2026 Great Immigrants
Gregory Nagy
Professor of Classics, Harvard University
Born in Hungary
Born Böszörményi-Nagy Gergely in Budapest, Hungary, Gregory Nagy immigrated to the United States as a young child with his family. Nagy went on to study at Indiana University and then Harvard, where he earned his PhD in classical philology and linguistics.
Today, Nagy is one of the country’s foremost scholars in the field of Homeric and related Greek studies, having lectured widely across North America and Europe on these topics. He is the Francis Jones Professor of Classical Greek Literature and Professor of Comparative Literature at Harvard University, where he has been on the faculty since 1975. Nagy’s special research interests include archaic Greek literature and oral traditions, and he is renowned for extending theories about the oral composition-in-performance of the Iliad and Odyssey.
Discussing the epics with The Harvard Crimson, he said, “They are an expression of what it means to be educated, what it means to be wise. To us, they are narratives, but for many societies, the narrative is a way of organizing reality, what a society’s values are.”
Nagy is a renowned teacher and was an advocate and pioneer for open access learning.
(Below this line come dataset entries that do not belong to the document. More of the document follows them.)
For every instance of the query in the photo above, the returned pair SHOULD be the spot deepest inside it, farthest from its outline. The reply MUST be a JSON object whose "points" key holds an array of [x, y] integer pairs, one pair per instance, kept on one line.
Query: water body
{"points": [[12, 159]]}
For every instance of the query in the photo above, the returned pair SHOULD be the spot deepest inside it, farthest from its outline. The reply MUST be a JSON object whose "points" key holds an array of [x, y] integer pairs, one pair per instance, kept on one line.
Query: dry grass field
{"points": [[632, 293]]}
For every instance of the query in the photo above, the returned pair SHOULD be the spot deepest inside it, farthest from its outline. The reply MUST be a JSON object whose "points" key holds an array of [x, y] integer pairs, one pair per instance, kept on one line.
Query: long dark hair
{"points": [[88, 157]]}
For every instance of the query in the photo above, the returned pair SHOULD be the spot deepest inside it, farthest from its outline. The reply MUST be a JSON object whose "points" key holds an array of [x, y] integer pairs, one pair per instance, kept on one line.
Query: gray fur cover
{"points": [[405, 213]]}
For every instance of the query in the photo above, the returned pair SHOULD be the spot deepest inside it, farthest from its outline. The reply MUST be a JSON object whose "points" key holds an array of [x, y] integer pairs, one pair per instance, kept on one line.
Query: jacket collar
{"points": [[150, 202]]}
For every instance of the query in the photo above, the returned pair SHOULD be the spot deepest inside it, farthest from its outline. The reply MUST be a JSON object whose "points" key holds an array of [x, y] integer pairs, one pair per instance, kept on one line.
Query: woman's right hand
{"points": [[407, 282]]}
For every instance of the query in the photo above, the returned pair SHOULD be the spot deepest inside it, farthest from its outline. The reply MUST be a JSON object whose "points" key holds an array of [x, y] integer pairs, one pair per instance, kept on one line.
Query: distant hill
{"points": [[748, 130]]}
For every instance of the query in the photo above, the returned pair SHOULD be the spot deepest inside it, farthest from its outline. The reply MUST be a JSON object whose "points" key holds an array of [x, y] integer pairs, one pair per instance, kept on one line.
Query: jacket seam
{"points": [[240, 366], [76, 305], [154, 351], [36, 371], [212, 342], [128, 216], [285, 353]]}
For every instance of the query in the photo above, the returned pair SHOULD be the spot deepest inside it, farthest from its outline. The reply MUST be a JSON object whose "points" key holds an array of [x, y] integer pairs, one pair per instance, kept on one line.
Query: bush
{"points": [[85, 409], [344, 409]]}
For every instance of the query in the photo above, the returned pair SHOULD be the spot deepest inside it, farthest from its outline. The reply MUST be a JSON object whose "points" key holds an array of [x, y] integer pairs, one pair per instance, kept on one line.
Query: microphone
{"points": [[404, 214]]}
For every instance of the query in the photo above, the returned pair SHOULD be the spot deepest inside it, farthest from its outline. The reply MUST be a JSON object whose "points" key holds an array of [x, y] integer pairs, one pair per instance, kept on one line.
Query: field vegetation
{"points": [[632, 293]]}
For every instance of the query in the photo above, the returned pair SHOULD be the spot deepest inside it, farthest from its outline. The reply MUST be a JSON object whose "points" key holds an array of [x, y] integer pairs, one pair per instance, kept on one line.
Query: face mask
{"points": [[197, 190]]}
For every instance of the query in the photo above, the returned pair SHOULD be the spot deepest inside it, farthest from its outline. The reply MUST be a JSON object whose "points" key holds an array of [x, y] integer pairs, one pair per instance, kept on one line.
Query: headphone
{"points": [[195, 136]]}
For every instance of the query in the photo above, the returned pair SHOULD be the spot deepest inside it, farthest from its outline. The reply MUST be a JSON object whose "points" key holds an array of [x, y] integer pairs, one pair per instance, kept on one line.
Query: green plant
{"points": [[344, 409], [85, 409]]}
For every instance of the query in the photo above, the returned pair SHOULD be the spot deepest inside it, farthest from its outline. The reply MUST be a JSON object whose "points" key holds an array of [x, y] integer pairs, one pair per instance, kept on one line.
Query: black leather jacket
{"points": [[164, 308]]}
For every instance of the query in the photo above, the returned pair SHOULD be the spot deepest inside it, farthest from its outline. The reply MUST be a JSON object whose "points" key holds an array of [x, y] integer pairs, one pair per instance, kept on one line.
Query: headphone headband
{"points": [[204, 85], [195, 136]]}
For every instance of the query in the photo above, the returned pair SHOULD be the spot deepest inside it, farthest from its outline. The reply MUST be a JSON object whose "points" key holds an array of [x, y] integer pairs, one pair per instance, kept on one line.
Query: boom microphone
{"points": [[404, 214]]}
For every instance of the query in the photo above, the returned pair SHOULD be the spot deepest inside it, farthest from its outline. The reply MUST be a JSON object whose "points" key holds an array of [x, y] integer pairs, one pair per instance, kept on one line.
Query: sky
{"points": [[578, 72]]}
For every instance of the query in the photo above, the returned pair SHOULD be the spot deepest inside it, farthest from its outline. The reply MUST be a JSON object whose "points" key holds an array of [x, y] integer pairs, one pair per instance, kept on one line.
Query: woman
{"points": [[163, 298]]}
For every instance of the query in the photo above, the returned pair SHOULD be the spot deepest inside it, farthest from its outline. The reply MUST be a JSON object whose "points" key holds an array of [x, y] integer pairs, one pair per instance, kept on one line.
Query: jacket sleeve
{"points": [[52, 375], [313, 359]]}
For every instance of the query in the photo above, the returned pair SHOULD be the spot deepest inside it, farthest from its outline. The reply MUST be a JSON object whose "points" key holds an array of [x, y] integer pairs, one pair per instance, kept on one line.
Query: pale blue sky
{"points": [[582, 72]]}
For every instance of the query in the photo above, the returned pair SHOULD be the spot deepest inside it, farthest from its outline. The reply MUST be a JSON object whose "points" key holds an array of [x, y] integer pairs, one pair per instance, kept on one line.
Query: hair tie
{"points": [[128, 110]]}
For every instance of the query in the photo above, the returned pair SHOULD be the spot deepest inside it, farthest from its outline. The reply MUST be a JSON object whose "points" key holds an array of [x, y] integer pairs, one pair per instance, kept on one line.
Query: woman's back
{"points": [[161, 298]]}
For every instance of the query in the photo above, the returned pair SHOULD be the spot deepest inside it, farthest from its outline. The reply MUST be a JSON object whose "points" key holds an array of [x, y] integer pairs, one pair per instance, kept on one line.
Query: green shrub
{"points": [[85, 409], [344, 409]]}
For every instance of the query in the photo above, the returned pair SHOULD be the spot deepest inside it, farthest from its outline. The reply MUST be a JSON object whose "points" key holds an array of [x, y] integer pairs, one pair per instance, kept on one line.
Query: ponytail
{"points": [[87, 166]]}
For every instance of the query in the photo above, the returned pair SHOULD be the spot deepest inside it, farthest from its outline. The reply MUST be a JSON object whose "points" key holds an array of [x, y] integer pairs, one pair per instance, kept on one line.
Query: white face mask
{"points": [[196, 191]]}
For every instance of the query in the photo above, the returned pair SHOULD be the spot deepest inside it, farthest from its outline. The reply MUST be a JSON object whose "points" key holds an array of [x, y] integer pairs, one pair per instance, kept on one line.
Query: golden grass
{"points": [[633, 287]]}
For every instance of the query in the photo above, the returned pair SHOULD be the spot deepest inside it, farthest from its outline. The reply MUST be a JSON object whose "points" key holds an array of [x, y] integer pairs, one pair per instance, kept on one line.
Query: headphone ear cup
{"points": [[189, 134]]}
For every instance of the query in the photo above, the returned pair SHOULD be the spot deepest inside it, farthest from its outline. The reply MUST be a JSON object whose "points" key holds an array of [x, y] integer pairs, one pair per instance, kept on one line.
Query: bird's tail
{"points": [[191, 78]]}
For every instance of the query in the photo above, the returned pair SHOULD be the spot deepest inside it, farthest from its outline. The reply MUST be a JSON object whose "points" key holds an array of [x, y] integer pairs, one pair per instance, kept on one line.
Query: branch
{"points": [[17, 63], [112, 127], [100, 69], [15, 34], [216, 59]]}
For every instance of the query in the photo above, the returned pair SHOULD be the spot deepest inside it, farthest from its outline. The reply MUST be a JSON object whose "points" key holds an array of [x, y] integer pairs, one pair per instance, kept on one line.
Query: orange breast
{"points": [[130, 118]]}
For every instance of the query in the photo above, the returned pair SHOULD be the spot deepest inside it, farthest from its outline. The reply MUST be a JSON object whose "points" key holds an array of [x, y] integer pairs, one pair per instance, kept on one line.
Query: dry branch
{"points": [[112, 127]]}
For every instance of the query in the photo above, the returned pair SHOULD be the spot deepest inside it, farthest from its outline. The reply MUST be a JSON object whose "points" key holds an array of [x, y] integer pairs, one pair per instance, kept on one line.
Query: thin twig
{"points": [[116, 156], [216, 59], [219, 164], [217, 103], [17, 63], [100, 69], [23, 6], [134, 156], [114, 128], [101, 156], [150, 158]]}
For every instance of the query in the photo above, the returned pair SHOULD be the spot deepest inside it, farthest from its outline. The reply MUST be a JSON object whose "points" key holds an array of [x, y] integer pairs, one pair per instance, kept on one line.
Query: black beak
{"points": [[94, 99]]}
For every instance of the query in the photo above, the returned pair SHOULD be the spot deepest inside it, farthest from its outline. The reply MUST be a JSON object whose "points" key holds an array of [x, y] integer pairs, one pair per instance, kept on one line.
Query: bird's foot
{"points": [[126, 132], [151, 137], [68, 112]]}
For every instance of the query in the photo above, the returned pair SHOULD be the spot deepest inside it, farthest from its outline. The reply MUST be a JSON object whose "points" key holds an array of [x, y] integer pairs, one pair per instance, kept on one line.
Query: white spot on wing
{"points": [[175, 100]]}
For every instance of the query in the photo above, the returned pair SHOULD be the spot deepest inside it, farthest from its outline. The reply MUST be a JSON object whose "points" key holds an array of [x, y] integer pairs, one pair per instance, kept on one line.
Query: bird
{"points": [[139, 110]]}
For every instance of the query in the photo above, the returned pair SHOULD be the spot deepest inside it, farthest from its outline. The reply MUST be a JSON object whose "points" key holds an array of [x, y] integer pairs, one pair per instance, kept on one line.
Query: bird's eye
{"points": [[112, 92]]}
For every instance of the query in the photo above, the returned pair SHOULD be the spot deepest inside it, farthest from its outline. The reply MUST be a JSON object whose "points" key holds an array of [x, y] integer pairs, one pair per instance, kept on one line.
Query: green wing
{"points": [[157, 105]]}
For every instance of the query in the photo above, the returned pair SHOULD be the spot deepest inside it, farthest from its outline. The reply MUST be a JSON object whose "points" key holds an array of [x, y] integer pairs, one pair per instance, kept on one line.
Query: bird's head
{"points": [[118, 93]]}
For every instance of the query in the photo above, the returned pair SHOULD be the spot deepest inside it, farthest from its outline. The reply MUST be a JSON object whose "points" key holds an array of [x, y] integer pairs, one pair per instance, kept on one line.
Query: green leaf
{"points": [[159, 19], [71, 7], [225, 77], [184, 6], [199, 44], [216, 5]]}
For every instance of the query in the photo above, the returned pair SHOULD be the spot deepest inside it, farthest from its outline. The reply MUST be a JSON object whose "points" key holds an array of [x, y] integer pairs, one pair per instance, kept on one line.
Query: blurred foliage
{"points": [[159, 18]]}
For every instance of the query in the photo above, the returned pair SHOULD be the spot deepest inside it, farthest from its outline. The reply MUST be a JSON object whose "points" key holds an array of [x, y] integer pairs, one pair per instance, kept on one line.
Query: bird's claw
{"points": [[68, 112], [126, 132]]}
His online course on the ancient Greek hero has enrolled more than 180,000 students worldwide since its launch in 2013.
For his landmark work on classical Greek poetry, Nagy was appointed Commander of the Order of Honor by the president of Greece in 2019. He also received the American Philological Association’s Goodwin Award of Merit for The Best of the Achaeans, one of more than a dozen books he has authored, and was awarded a Guggenheim Fellowship, among many other honors.